The recommendation is to allocate at least 4 GB of RAM to virtual machines to be ready for future operating systems as well. However, this recommendation is without guarantee, as it is not possible to predict or influence the system requirements of the operating systems.
If enough RAM has been assigned
If the issue persists despite having sufficient memory and if Proxmox is being used, it might be due to the "Enable Hotplug" setting being activated in the "Memory Configuration". As explained in the tooltip at the VPS plan configuration, hotplugged memory may result in only a portion of the RAM being available to the installer system.
Please note that disabling this setting in the VPS plan does not automatically update existing VMs. You either need to re-apply the VPS plan to the affected VM, or change the hotplug setting directly in Proxmox.
"But the installation via ISO file works"
As outlined above, the system requirements for ISO and PXE installations differ. We do not have control over these system requirements, and the VMs must be equipped with sufficent memory to successfully carry out PXE installations.
For Proxmox, you may use template-based installations instead of PXE installations.
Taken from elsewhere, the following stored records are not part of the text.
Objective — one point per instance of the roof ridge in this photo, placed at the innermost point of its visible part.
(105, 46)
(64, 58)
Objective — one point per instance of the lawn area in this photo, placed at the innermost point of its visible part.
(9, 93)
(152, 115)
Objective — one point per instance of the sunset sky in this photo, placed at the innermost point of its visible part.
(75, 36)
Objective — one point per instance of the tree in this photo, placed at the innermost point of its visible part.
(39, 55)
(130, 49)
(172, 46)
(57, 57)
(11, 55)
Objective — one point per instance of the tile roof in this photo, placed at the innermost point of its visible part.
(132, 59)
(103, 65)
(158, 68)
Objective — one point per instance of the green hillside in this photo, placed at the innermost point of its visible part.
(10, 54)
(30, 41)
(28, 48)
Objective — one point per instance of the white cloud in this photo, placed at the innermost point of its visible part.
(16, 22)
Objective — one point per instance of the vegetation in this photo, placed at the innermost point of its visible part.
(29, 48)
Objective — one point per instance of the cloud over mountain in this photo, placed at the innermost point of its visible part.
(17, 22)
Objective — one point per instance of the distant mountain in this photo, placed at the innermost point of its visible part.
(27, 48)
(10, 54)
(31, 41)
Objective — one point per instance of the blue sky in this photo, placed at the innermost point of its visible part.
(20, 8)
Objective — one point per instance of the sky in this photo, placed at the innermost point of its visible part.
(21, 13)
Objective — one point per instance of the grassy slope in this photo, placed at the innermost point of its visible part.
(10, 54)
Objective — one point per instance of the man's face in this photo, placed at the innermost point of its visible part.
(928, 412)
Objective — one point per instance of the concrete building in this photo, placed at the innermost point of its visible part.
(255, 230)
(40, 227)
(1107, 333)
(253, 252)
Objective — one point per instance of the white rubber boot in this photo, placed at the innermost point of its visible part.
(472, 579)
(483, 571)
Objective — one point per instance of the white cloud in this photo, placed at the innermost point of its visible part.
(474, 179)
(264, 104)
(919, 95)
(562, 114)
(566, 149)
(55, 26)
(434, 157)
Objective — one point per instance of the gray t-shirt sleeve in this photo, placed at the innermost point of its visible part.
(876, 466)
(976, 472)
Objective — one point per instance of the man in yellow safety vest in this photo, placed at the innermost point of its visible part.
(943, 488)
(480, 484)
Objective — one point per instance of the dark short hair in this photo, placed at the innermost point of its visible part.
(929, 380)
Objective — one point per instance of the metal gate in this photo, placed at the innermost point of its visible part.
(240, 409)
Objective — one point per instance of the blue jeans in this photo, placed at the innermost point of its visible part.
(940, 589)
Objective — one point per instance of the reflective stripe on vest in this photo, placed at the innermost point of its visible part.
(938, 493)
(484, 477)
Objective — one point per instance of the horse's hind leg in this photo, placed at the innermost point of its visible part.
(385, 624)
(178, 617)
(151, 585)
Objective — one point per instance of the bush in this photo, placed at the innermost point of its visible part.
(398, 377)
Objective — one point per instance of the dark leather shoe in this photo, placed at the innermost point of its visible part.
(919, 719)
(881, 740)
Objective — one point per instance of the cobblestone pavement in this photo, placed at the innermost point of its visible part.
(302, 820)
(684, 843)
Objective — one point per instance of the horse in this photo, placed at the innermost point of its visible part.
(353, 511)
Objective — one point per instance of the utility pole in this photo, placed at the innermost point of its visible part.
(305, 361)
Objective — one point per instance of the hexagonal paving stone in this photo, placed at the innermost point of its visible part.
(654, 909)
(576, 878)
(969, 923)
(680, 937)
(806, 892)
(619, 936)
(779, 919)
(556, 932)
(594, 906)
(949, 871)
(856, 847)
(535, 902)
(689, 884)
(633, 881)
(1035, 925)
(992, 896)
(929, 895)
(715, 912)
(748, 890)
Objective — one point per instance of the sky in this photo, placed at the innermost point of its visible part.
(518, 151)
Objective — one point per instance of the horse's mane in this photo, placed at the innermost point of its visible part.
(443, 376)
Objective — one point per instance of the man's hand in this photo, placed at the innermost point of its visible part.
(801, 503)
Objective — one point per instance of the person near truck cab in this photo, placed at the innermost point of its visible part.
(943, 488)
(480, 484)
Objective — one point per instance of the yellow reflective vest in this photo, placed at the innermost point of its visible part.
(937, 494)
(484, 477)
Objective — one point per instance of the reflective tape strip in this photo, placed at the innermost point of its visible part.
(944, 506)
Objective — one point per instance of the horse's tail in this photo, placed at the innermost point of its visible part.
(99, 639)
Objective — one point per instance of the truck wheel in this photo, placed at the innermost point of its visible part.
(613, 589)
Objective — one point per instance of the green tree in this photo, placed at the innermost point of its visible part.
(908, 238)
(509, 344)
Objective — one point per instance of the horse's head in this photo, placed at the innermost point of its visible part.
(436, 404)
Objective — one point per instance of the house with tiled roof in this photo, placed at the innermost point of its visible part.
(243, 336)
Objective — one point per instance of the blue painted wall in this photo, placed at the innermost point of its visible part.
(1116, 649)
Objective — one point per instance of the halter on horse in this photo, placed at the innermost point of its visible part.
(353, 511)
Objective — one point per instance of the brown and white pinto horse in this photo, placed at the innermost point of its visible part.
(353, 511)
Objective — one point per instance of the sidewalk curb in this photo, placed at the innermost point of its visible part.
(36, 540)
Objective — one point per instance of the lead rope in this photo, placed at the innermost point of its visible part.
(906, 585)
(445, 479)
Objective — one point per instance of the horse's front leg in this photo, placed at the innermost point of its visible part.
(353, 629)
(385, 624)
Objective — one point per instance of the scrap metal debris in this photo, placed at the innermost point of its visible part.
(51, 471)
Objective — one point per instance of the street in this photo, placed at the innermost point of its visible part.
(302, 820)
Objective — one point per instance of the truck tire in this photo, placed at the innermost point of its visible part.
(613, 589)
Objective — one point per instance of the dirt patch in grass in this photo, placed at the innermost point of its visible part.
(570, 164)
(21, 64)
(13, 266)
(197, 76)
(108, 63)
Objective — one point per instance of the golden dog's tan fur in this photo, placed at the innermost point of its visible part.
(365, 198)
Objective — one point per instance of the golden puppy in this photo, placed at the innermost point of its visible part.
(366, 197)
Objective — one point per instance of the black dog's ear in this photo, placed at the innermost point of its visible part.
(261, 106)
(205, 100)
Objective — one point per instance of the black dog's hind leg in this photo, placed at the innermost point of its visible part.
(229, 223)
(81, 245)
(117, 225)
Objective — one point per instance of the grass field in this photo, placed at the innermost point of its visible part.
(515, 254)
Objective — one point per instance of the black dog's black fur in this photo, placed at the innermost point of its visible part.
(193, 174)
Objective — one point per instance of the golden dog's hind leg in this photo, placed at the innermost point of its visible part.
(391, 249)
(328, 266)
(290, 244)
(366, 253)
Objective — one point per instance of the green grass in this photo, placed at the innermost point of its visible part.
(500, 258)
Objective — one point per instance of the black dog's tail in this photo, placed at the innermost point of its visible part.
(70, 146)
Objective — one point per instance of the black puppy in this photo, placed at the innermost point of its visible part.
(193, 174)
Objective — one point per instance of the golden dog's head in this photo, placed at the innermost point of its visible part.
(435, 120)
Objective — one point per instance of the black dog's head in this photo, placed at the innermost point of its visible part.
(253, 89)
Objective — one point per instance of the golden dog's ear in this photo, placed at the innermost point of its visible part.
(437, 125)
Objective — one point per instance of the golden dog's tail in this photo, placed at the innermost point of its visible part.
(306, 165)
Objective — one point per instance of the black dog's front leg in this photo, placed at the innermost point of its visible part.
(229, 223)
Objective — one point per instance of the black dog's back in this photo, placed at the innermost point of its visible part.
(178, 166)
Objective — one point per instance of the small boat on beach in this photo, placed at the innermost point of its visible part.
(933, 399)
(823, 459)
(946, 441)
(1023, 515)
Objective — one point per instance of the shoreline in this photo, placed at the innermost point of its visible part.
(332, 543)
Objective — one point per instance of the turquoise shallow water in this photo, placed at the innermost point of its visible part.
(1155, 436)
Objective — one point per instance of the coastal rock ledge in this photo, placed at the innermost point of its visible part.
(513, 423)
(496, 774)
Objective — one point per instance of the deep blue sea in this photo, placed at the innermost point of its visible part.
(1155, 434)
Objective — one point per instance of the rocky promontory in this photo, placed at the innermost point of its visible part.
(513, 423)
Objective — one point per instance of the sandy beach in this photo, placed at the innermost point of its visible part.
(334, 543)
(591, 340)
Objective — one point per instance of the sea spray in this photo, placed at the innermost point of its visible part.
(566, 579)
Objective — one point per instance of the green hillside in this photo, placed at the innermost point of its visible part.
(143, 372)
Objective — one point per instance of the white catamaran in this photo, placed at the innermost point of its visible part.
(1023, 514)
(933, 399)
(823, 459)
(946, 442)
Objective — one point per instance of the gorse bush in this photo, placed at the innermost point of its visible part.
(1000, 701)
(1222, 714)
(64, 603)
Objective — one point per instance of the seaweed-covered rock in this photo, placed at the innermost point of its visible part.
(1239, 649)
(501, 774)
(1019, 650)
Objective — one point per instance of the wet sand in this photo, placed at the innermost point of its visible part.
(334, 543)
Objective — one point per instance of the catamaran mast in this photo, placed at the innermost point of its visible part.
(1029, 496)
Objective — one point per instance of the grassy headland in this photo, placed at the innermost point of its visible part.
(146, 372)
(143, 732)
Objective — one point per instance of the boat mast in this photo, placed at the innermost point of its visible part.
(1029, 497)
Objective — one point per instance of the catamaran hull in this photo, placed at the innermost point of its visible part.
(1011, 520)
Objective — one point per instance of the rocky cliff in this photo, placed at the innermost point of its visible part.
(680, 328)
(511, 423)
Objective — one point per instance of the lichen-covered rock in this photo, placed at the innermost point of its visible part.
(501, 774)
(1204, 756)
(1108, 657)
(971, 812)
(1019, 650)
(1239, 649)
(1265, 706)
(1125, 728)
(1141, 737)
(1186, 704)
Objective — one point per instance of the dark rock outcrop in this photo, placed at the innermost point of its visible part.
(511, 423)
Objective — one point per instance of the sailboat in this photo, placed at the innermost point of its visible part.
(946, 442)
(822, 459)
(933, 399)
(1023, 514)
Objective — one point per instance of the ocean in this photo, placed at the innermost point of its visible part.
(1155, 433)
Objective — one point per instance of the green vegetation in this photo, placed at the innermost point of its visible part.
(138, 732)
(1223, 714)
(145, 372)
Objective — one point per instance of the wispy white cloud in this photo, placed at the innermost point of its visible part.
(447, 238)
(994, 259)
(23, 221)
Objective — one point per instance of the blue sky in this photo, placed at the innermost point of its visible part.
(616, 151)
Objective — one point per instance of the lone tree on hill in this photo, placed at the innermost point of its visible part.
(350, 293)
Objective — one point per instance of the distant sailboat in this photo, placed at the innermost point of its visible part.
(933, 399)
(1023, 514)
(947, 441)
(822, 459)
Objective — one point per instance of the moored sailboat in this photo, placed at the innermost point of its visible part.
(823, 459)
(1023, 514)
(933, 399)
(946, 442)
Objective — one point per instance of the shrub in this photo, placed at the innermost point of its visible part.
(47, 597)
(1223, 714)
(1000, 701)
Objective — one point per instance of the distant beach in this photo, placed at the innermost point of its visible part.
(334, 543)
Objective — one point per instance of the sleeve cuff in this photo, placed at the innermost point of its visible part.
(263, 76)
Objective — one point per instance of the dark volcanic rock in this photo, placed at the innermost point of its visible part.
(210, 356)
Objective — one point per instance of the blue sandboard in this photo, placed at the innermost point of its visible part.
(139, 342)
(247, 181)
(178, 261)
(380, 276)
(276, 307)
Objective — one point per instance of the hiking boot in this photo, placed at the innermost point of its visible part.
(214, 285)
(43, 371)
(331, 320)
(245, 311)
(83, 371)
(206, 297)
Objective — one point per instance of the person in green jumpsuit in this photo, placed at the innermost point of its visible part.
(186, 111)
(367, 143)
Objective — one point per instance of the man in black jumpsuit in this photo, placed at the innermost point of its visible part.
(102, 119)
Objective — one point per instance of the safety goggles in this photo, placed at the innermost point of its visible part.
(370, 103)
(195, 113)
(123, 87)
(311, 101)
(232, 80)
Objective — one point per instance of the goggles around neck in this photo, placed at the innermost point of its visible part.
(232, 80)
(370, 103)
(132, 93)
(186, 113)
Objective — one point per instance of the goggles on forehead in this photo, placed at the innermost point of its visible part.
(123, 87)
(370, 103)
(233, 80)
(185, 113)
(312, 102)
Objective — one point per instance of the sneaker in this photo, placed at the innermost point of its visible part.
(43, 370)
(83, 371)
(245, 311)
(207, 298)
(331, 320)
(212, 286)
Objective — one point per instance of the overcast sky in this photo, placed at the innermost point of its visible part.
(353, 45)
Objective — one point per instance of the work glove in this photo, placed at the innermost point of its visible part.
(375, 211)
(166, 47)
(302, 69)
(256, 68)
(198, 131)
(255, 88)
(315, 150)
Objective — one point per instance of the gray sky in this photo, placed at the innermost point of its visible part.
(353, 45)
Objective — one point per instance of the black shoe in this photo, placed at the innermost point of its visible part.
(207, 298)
However, bear in mind that while template-based installations may be quicker and less memory-intensive, PXE installations offer significantly greater flexibility.
Proxmox: Kernel panic when installing RHEL 9 (and derivatives such as AlmaLinux 9)
When attempting to install RHEL 9, or its derivatives such as AlmaLinux 9 or Rock Linux 9, on Proxmox, the installation process may fail with a kernel panic if the CPU type is set to "kvm64" or to a type that does not support the "x86-64-v2" CPU flag. RHEL 9 and its derivatives require the "x86-64-v2" CPU flag for a successful installation.
To resolve this issue, please adjust the CPU type of the affected VM and set the CPU type in the VPS plan configuration to a type that supports "x86-64-v2", such as "host".
Please note that changing this setting in the VPS plan does not automatically update existing VMs. You will either need to re-apply the VPS plan to the affected VM, or change the CPU type directly in Proxmox.
For additional information, please refer to this discussion on the Proxmox forum.